The Attempt at a Solution

the distance covered by ball1 before lauch of ball 2 = 30t-5t^2
ball1 will stop 45m above the ground in 3s
not getting the next part...

 

[rl.bhat]

When the two balls collide, they must have the same displacement.
So for first ball y = ut - (1/2)gt^2...(1)
For second ball y = u(t-1) - (1/2)g(t-1)^2...(2)
Equate the two equations and solve for t.

 

[Suk-Sci]

Why(t-1)?

 

[rl.bhat]

Why(t-1)?

Because the second ball travels less time in air before collision, and the time difference is 1 s as it is projected one second later.

 

[ehild]

The second ball is thrown up t time later than the first one.
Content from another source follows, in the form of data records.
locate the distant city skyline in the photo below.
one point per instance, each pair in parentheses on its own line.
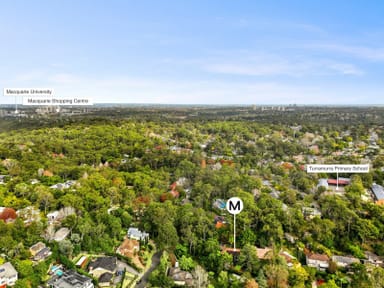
(196,52)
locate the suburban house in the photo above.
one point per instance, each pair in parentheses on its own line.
(7,214)
(180,277)
(29,214)
(310,212)
(8,275)
(378,193)
(340,182)
(372,258)
(128,247)
(65,185)
(135,233)
(323,183)
(82,262)
(264,253)
(70,279)
(58,215)
(61,234)
(103,265)
(344,261)
(105,279)
(39,251)
(318,261)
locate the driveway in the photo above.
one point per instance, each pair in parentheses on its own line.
(142,282)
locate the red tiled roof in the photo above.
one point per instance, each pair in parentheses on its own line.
(334,182)
(318,257)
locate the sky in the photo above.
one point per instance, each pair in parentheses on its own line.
(196,52)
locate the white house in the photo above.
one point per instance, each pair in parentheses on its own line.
(135,233)
(8,275)
(318,261)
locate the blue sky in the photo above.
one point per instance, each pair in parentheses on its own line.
(196,52)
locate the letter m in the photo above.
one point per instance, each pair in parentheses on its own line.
(234,207)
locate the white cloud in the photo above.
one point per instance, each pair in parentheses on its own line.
(267,65)
(362,52)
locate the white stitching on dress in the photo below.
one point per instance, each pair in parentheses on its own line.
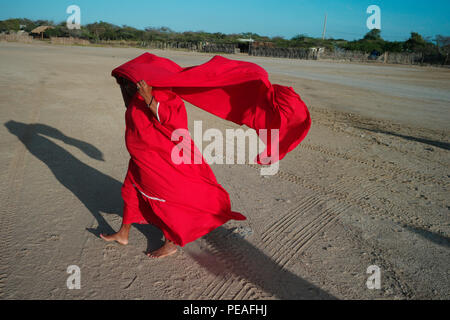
(153,198)
(157,113)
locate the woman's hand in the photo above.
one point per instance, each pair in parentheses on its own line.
(145,91)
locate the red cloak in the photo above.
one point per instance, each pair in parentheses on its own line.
(185,200)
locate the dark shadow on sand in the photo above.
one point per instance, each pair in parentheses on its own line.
(97,191)
(101,193)
(430,236)
(434,143)
(227,254)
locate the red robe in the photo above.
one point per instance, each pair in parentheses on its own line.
(185,200)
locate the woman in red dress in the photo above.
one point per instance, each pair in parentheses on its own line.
(183,200)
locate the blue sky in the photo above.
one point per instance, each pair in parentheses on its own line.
(346,18)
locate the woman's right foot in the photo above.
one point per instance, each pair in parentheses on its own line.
(118,237)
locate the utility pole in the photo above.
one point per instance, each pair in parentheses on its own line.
(324,27)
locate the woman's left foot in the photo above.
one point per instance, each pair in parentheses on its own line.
(167,249)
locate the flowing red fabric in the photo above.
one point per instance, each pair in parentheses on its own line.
(185,200)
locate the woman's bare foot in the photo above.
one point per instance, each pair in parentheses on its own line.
(167,249)
(120,237)
(115,237)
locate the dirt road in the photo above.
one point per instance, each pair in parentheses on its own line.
(368,186)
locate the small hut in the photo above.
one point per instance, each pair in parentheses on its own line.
(40,31)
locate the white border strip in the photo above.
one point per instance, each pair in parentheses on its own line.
(153,198)
(157,112)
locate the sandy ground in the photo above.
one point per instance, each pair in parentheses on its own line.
(368,186)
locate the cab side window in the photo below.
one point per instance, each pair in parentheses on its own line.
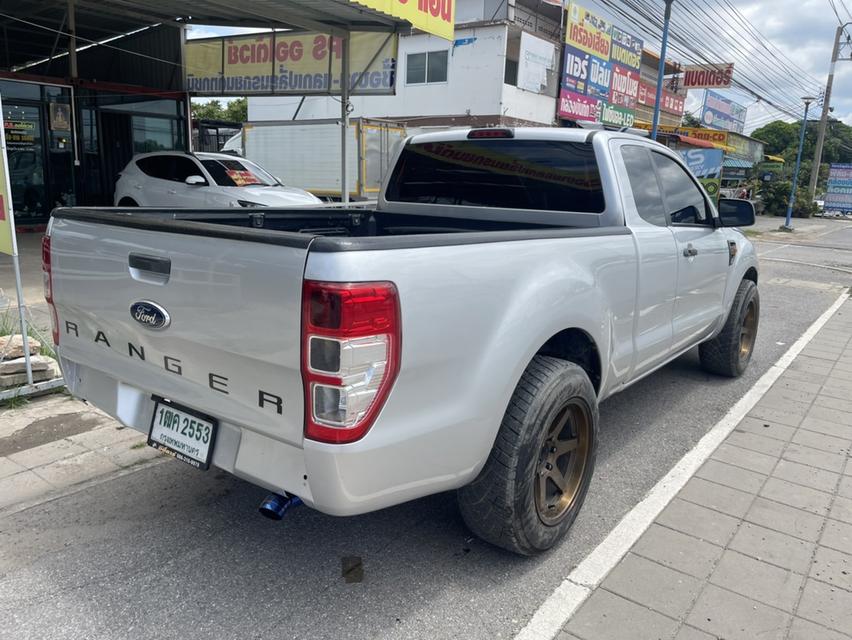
(643,184)
(685,202)
(184,167)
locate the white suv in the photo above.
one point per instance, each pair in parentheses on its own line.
(202,180)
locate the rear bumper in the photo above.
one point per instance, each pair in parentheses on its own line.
(336,479)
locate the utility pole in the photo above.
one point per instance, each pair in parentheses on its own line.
(661,73)
(788,225)
(823,123)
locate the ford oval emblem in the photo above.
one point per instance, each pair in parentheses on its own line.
(150,314)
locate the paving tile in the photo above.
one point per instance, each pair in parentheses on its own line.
(821,441)
(834,567)
(841,509)
(827,427)
(99,438)
(129,453)
(845,487)
(731,476)
(678,551)
(804,630)
(754,442)
(735,617)
(716,496)
(819,479)
(757,580)
(795,495)
(71,471)
(9,467)
(787,412)
(606,616)
(833,403)
(46,453)
(751,460)
(698,521)
(691,633)
(826,605)
(653,585)
(780,517)
(767,428)
(22,487)
(773,547)
(837,535)
(814,457)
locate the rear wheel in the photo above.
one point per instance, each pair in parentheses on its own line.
(536,477)
(729,353)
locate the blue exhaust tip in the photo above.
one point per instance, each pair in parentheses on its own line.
(274,506)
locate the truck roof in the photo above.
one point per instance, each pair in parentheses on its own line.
(520,133)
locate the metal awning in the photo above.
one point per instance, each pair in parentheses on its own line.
(33,30)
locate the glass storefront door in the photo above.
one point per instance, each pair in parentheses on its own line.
(25,146)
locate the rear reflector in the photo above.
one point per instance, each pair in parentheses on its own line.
(490,133)
(47,276)
(350,356)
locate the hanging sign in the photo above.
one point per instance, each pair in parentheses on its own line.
(708,76)
(7,219)
(284,63)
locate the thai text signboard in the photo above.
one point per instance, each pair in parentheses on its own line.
(600,80)
(838,197)
(284,63)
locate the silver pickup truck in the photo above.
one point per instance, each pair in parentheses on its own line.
(458,336)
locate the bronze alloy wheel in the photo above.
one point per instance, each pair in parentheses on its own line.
(562,462)
(748,332)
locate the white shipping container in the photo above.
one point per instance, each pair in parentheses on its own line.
(307,154)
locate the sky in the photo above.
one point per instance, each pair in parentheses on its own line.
(803,29)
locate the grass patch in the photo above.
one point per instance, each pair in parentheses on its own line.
(10,325)
(15,402)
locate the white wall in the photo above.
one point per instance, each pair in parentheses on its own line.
(526,105)
(474,84)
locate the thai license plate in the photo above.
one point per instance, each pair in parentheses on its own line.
(183,433)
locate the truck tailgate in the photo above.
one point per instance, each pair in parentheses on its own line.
(232,347)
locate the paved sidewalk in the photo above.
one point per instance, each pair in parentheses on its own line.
(56,442)
(758,544)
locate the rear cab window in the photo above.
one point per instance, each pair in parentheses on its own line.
(543,175)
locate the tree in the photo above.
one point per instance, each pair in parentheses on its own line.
(690,120)
(237,110)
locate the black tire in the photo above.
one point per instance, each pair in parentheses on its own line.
(501,505)
(729,353)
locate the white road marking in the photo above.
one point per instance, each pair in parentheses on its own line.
(807,264)
(554,612)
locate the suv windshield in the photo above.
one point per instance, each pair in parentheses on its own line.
(237,173)
(516,174)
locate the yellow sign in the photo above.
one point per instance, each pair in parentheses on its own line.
(7,219)
(432,16)
(280,63)
(588,32)
(710,135)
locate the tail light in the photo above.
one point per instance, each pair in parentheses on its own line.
(351,338)
(47,274)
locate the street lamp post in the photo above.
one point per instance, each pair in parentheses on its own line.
(661,72)
(788,226)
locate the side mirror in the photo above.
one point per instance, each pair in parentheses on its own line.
(735,213)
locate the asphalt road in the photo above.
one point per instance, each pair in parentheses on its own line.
(169,552)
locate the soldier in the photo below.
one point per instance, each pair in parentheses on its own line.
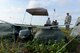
(48,22)
(68,21)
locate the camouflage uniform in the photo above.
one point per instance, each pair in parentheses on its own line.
(67,21)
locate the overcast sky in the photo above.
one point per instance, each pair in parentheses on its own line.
(13,10)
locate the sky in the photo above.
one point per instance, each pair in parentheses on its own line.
(13,11)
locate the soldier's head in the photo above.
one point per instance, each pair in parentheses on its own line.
(67,14)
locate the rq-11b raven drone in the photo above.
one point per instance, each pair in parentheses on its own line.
(45,33)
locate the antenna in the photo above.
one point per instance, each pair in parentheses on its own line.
(24,17)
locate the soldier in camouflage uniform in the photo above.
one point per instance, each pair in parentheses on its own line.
(68,21)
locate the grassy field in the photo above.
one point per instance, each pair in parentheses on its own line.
(8,45)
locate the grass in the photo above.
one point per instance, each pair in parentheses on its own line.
(7,45)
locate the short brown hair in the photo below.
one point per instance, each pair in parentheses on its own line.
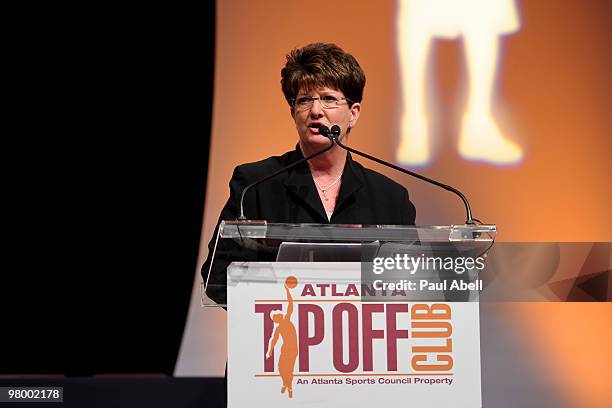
(319,64)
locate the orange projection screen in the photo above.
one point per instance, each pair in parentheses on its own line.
(549,98)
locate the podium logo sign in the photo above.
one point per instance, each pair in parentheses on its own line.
(306,342)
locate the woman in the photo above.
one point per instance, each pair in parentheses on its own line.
(323,85)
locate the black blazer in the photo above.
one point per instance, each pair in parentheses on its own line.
(365,197)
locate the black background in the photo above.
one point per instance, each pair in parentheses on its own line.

If you measure the "running time" T from the instant when the second ball is thrown, the positions of the balls as function of T are:

y1=30 (t+T)-0.5 g (T+t)²

y2=30 T-0.5 g T².

They meet when y1=y2.

ehild

 

[Piyu]

Gravity is same for both particles, so doesn't this mean any t would satisfy the answer as long as t < the time taken for first ball to go up and come back down?

Im reasoning this because they are going to take the exact same path and hence even if u throw it just a nanosecond later, theyre going to collide at the turning point when the first ball starts having negative velocity and the 2nd ball is still rising to occupy the peak y position that it is in.